The federal dashboard, which gives DHS an enterprisewide view of real-time threats across government, has been upgraded to a new version, “Release 5,” and DHS is working to upgrade each of the individual agency dashboards to the same release, according to MeriTalk.
Those agency dashboards inform data on the federal dashboard and help direct daily operational government cybersecurity activities. Given that, Cox said, it is important that those dashboards be optimized to receive the best information.
“We are working to make those agency dashboards even more useful to the agencies,” Cox said. “We’ve been working really diligently to make sure that with each new release of the dashboard, that we’ve got performance improvements and we’ve got reporting improvements.”
Another key part of the upgrades is the rollout of AWARE, which will serve as a score to show agencies where they stand in terms of cybersecurity preparedness. It will be “similar to a credit score,” Cox said at the event, but in reverse. The lower the score, the smaller the agency’s attack surface, according to MeriTalk.
“We want to help agencies identify their overall security posture, cyber hygiene as quickly as possible,” he said.
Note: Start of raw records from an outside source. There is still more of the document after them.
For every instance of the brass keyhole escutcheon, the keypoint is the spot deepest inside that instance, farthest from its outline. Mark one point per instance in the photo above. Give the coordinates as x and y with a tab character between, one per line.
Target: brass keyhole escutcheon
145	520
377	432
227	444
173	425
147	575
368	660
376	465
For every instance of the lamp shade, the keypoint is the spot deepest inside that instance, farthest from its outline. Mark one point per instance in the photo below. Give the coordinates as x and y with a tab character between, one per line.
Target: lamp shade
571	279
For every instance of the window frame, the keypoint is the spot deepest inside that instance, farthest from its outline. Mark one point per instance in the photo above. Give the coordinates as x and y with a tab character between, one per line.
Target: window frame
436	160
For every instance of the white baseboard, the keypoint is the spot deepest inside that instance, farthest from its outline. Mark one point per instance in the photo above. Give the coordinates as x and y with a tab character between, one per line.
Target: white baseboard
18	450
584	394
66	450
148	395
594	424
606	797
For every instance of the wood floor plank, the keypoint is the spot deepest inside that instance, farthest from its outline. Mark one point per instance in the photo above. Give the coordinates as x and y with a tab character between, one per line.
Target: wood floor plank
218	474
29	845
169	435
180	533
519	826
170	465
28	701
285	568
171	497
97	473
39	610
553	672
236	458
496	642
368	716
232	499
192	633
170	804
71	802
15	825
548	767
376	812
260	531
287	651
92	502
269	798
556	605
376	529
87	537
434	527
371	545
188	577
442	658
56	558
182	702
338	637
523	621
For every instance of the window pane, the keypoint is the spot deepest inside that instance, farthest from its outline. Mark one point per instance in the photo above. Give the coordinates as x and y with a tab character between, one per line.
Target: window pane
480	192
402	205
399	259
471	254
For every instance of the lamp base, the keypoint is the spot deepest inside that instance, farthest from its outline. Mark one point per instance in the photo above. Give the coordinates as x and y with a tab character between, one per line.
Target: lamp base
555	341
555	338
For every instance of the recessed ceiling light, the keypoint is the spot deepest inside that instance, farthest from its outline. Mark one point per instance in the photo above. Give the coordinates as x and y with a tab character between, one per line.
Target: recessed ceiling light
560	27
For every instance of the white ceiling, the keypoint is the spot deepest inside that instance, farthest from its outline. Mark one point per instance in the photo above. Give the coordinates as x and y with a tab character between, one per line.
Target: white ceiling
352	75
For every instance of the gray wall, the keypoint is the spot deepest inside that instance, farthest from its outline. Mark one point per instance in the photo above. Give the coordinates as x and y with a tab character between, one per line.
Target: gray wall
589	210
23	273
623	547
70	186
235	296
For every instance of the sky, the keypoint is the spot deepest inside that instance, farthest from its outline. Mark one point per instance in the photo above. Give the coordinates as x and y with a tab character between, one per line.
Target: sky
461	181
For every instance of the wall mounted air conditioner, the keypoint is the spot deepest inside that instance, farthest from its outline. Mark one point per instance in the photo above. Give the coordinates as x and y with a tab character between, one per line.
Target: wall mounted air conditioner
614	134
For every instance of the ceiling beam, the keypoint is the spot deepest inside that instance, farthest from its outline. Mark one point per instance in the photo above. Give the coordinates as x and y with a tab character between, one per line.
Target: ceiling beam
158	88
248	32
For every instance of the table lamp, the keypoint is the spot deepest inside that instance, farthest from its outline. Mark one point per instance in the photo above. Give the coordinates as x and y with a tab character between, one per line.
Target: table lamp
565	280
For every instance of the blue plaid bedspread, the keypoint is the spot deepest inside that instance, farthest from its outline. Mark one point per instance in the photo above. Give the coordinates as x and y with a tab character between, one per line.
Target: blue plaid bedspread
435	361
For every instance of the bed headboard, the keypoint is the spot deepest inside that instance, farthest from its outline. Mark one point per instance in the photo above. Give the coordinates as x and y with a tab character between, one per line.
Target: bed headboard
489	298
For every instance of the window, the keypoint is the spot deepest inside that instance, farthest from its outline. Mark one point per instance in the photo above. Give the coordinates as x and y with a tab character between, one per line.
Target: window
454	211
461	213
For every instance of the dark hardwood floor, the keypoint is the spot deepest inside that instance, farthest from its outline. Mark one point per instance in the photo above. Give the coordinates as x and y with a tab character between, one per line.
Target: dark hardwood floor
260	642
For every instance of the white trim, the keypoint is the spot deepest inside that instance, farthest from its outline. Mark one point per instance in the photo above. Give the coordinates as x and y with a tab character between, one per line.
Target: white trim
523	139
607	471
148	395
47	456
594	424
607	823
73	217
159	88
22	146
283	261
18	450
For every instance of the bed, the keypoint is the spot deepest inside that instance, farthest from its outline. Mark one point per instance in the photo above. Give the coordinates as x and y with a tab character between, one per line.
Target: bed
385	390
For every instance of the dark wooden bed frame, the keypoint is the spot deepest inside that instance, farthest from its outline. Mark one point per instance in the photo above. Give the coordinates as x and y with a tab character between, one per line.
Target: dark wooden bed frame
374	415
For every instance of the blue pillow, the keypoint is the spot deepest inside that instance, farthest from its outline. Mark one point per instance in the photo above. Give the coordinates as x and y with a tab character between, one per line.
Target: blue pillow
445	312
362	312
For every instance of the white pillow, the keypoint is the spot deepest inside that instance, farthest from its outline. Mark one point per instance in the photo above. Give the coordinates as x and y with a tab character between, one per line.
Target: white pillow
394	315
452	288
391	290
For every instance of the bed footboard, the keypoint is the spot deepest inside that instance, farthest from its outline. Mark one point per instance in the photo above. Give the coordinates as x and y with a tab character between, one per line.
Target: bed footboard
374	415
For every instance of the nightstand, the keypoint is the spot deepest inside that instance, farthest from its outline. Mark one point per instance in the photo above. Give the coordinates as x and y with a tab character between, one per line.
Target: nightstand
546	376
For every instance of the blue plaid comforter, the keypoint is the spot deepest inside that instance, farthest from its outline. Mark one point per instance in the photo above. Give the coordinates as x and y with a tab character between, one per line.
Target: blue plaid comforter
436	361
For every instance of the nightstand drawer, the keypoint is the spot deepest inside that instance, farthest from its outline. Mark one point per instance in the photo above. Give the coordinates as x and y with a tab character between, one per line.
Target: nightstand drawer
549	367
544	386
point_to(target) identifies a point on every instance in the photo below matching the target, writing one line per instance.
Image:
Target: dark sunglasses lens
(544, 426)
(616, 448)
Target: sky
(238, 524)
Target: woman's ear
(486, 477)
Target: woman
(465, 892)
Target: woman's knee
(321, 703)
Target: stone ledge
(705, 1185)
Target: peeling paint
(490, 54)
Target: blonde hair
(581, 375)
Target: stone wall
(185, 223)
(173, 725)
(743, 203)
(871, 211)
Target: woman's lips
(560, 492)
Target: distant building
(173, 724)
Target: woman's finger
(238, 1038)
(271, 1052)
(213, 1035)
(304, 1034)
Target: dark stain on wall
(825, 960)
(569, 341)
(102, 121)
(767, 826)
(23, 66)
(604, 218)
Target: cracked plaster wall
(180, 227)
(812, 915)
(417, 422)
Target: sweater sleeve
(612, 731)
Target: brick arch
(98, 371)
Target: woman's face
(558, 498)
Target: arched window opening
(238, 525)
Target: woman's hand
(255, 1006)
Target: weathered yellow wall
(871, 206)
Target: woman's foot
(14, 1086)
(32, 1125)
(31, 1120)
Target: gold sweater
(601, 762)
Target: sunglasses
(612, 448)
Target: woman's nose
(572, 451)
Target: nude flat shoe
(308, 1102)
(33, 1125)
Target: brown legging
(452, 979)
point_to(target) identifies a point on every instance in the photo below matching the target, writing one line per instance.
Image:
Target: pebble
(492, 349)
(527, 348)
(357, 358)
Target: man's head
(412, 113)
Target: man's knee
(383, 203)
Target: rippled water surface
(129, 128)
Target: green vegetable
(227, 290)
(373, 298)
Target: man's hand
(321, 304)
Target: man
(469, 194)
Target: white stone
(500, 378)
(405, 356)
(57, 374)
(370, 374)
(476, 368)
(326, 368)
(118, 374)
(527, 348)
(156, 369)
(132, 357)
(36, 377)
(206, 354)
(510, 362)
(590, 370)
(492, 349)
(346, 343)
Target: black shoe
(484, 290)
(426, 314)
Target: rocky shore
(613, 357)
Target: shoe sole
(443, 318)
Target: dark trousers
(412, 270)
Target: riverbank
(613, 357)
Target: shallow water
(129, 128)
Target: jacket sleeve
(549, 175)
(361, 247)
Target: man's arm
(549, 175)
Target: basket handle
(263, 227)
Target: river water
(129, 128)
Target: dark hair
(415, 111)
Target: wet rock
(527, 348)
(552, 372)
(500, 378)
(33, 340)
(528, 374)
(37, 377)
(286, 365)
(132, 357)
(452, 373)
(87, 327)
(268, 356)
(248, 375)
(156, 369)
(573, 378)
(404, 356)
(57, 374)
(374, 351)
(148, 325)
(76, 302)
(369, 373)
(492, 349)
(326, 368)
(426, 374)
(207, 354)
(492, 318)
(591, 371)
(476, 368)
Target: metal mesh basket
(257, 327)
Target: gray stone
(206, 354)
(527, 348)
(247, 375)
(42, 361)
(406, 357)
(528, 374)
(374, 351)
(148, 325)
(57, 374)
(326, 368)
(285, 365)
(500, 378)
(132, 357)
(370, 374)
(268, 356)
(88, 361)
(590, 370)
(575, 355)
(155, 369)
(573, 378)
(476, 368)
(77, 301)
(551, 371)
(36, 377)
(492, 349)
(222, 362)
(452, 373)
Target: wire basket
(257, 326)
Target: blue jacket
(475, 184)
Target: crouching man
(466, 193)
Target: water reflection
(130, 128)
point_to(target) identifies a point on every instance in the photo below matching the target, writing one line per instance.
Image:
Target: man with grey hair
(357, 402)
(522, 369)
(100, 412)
Chris Jensen, Tenable’s federal business development and capture manager, writes in a blog post that AWARE “is an evolving concept intended to drive CDM toward the goal of improving the way the government measures its cyber risk — that is, the degree to which known vulnerabilities continue to provide an unprotected attack surface for potential adversaries.”
AWARE, Jensen writes, will “continue to be refined in subsequent releases, increasingly taking mitigation and other relevant factors into account.” He notes that the “initial release represents an important step toward the overarching goal of sharpening the federal focus on performing basic cyber hygiene,” such as “making sure that software, applications and operating systems are promptly and regularly updated with their most recent versions.”